President Donald Trump generates tremendous media coverage, which is exactly what he's always wanted, but the Watergate editor says it doesn't have to be that way. In fact, things didn't used to be that way.


Barry Sussman, who guided Bob Woodward and Carl Bernstein to a Pulitzer Prize in 1973 as the Washington Post's city editor, explained the media allows Trump and his surrogates to set the agenda with false and disingenuous arguments in an interview with The New Republic.

"They follow him wherever he goes," Sussman said. "He leads the press around by the nose. That was even true on the Russia investigation. How many weeks did we go, months, where there were front-page stories questioning whether Trump would even testify? Imbeciles like Giuliani were getting press attention as though they had something to say, when all they were doing was trying to stretch things out and humiliate the press. That’s my main difficulty, not only with the Russia investigation but with everything else."

The veteran newsman said that sort of wall-to-wall coverage of presidents is historically unusual.

"The press didn’t even cover the presidents every single day until Reagan," Sussman said. "You may remember this. It was Reagan’s sharp advisers who decided to make him the center of attention and pretty much get stories day by day, every day. Before then, there was not even daily coverage of presidents. I think that we might keep that in mind as Trump is covered."

Sussman explained how press coverage in the Trump era could be better, and focus on more important issues than his daily scandals and distractions.

"The way Trump is covered now is that he is covered first," he said. "If there’s any room for anything, or anybody else, or anything else, it will follow, if there’s room.
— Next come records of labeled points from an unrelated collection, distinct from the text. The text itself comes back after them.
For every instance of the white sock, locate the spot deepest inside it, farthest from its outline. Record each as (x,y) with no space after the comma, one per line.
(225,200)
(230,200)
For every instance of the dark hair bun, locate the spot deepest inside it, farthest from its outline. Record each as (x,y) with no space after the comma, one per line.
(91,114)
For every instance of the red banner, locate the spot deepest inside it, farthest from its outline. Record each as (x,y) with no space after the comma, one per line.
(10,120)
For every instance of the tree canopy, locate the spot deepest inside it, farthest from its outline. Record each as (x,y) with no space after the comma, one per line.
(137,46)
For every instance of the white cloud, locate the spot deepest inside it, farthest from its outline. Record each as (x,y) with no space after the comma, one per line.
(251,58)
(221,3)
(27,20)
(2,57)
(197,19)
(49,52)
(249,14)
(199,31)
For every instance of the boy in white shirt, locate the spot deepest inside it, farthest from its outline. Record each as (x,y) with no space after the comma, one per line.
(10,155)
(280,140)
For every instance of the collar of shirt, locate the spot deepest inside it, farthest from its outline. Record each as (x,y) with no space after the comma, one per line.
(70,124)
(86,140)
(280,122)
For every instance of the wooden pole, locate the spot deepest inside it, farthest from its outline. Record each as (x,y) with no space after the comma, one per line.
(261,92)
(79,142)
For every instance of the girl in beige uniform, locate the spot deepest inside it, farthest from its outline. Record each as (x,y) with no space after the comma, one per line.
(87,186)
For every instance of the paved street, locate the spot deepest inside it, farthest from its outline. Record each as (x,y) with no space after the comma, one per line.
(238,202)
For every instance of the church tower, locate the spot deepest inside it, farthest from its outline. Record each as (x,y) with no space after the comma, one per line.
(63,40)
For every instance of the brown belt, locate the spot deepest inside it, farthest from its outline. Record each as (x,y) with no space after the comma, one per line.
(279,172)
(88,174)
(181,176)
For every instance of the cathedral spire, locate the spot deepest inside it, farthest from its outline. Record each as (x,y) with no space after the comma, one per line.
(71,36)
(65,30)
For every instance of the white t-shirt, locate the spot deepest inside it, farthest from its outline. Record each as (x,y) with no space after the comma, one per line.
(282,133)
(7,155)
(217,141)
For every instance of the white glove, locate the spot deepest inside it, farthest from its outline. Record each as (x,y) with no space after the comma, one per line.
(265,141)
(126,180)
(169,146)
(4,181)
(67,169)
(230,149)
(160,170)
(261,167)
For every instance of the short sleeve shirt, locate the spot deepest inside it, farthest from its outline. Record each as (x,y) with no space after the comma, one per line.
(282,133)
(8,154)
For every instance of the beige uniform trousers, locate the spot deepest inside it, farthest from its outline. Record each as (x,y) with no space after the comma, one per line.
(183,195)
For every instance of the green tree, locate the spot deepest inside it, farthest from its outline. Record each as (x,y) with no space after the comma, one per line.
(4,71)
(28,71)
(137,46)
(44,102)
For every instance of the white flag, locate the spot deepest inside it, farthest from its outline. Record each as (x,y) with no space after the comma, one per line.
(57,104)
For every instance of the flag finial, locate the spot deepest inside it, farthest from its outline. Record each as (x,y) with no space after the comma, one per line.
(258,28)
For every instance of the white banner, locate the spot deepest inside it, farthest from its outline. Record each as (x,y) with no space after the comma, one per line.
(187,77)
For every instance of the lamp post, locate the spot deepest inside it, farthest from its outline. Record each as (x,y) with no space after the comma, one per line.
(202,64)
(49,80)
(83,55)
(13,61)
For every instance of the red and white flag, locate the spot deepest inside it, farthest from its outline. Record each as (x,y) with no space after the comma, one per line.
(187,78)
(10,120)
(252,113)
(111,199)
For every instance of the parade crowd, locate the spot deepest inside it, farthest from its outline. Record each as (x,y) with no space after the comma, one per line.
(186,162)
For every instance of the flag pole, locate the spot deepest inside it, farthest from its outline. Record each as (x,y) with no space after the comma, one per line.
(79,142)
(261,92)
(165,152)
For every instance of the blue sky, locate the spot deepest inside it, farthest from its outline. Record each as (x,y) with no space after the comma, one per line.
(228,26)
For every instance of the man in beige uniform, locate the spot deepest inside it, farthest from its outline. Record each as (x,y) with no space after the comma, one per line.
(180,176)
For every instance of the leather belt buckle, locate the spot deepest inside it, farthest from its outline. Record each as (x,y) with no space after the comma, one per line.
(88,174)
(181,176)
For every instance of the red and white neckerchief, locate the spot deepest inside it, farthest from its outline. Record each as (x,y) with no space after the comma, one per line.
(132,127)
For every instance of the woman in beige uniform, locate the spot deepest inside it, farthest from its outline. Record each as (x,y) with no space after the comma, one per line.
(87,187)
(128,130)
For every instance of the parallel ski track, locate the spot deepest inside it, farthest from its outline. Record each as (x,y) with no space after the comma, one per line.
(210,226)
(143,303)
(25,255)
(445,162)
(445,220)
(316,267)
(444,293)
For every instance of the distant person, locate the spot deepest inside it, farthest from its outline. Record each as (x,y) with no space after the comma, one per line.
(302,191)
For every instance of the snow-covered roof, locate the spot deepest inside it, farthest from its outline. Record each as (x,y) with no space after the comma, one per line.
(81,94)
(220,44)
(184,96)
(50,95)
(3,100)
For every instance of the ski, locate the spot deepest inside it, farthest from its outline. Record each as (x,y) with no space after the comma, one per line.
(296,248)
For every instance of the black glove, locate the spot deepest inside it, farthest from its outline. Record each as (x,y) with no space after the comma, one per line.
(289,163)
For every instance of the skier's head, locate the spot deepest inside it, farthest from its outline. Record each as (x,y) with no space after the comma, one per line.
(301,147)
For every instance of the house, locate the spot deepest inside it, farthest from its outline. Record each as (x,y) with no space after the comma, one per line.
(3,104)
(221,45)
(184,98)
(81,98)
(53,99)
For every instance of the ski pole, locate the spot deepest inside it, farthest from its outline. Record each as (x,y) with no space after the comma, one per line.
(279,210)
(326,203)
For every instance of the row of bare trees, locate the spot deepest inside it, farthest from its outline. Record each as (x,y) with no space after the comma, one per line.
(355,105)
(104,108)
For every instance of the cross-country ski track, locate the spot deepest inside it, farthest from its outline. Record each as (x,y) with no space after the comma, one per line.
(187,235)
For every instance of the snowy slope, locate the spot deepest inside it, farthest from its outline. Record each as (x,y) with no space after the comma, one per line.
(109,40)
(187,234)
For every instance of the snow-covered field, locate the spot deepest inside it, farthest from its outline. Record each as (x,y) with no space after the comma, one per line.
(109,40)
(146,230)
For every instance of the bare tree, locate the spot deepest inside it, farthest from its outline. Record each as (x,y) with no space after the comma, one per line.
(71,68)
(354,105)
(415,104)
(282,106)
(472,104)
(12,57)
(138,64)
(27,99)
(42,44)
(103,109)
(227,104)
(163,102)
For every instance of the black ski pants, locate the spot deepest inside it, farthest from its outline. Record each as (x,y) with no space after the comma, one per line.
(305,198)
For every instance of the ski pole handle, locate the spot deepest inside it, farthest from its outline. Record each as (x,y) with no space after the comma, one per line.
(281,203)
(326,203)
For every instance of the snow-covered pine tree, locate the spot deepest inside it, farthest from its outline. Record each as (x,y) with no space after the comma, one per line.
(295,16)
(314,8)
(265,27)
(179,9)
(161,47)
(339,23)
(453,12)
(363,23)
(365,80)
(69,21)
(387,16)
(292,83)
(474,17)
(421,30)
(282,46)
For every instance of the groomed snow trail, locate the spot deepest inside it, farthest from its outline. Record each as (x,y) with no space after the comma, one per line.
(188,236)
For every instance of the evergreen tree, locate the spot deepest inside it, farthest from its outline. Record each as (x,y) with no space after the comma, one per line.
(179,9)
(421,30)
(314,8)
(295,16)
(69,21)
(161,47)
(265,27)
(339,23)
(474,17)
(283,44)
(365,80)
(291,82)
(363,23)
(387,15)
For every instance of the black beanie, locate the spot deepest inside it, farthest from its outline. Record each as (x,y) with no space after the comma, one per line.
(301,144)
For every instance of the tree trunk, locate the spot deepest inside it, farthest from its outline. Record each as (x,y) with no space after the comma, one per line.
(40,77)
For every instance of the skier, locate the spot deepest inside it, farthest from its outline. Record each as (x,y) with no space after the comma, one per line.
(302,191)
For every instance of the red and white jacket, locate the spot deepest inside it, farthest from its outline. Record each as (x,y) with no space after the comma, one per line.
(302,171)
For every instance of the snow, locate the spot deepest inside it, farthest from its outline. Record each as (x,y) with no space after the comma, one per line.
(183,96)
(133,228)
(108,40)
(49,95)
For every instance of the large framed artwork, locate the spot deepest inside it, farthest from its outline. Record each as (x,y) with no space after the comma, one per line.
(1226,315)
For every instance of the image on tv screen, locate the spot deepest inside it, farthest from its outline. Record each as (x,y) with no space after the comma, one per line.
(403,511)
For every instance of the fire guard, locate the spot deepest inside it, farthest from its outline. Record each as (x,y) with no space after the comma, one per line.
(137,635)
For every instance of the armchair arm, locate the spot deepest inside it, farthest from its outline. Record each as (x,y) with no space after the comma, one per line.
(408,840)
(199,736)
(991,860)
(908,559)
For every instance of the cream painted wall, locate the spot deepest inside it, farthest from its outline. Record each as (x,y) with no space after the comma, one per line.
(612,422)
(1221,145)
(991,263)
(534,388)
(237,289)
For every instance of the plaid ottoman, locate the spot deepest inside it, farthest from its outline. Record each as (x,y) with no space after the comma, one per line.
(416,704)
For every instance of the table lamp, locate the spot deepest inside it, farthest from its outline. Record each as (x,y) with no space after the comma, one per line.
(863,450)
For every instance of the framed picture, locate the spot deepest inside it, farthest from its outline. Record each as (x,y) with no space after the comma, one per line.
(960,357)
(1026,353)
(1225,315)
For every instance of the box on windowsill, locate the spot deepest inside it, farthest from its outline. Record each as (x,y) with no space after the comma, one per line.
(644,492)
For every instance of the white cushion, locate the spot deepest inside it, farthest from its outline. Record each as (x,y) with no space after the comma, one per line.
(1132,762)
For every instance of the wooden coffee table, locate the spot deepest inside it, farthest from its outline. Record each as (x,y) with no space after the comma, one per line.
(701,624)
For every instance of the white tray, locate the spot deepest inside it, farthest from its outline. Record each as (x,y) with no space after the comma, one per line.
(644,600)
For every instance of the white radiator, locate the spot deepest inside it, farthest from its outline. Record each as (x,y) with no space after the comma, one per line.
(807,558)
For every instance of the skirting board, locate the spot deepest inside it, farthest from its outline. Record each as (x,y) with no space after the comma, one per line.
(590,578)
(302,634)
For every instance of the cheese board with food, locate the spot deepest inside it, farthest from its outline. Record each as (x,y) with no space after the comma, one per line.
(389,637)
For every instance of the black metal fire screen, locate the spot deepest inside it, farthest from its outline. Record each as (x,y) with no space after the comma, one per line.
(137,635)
I think that we have such a great list of real problems that need to be dealt with, that are newsworthy and important, starting of course with climate change, but the list is a very, very strong list. Even some Trump issues make the list, like immigration."

"My solution to this is that the press, especially the elite press that already has beats on all the important subjects, it should pay attention to what’s going on," Sussman added. "It should write about them as needed, and when there’s room left over, they give us Trump. Turn things around on their face."

Pulling back on Trump coverage would highlight the other important reporting that's already going on, he said.

"If there were less coverage, could Trump set the agenda to a lesser degree?" Sussman said. "If he were not allowed to set the agenda, the investigative coverage would stand out more, because there would be less of the foolish coverage, the unnecessary, foolish coverage."